За то, кем я была, и кем ещё побуду,
пока, как клейкий лист, не развернётся жизнь,
простите все,
кто, может быть, отсюда
посмотрит в черноту мою, и даль, и синь…
В нарядную меня — тростиночку, трёхлетку —
в хрустящее бумажное безсмертие моё,
где я под Новый год стою на табуретке,
и хохочу над тем,
как бабушка поёт…
Когда я отступлю — на шаг, на два — от края,
и встанут предо мной
мой дед, отец и брат,
которых больше нет (а я стою живая),
то, думается мне, сильнее во́ сто крат
я полюблю вас всех — и тех, кого не знаю,
и тех, кого забыла, забуду навсегда,
и тех, кого сейчас
безследно забываю,
(ты спросишь «и меня?», и я отвечу «да»)…

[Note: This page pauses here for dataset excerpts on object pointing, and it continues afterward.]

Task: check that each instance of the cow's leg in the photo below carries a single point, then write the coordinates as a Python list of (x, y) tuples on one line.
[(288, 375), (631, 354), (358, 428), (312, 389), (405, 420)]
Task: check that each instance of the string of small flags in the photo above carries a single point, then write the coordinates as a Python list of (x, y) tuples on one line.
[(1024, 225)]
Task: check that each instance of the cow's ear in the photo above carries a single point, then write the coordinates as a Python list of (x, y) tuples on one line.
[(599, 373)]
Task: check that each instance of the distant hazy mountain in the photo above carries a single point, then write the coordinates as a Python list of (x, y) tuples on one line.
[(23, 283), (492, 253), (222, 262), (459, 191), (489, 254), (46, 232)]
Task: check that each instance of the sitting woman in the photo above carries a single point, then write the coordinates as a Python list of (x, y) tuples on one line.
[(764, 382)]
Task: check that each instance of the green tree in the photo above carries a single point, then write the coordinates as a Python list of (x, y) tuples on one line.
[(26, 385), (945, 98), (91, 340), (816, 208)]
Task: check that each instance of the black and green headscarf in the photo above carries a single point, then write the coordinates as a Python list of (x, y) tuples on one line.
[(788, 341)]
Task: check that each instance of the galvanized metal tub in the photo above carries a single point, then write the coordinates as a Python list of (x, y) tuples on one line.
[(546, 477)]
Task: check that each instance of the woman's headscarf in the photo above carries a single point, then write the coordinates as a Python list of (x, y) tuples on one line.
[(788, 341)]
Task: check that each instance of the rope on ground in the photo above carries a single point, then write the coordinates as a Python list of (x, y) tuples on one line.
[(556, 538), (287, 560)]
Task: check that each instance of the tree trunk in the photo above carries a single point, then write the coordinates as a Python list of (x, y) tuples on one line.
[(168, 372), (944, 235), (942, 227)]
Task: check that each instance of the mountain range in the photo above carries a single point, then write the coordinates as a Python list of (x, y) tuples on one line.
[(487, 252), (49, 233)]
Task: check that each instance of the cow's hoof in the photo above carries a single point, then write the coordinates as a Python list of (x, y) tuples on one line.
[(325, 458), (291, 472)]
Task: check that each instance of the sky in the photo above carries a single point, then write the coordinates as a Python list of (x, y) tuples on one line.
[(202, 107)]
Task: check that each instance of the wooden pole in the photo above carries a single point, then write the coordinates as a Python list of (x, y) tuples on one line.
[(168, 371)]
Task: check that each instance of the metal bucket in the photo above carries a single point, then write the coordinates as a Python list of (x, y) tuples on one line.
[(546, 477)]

Осыплемся мы все, как маковое семя,
из всех своих пустых безчисленных сердец.
Но алые цветы пока цветут всё время,
пока ещё цветут
и зреют, наконец,
и истекают вглубь — то молоком, то мёдом,
и оплетают вдаль — то светом, то огнём,
и если не мешать, то прорастают сходу
сквозь ель,
сквозь табурет,
сквозь девочку на нём.
Я с вами заодно (не хуже и не лучше),
но мир стоит в дверях, как вечный Новый год,
и выведет нас всех, по одному, за ручку,
туда, где смерти нет,
где бабушка поёт,
где все уже равны и ростом, и любовью,
где не́ о чем роптать… лишь грустно от того,
что каждому из нас положат к изголовью
прощенья и конфет,
и больше ничего.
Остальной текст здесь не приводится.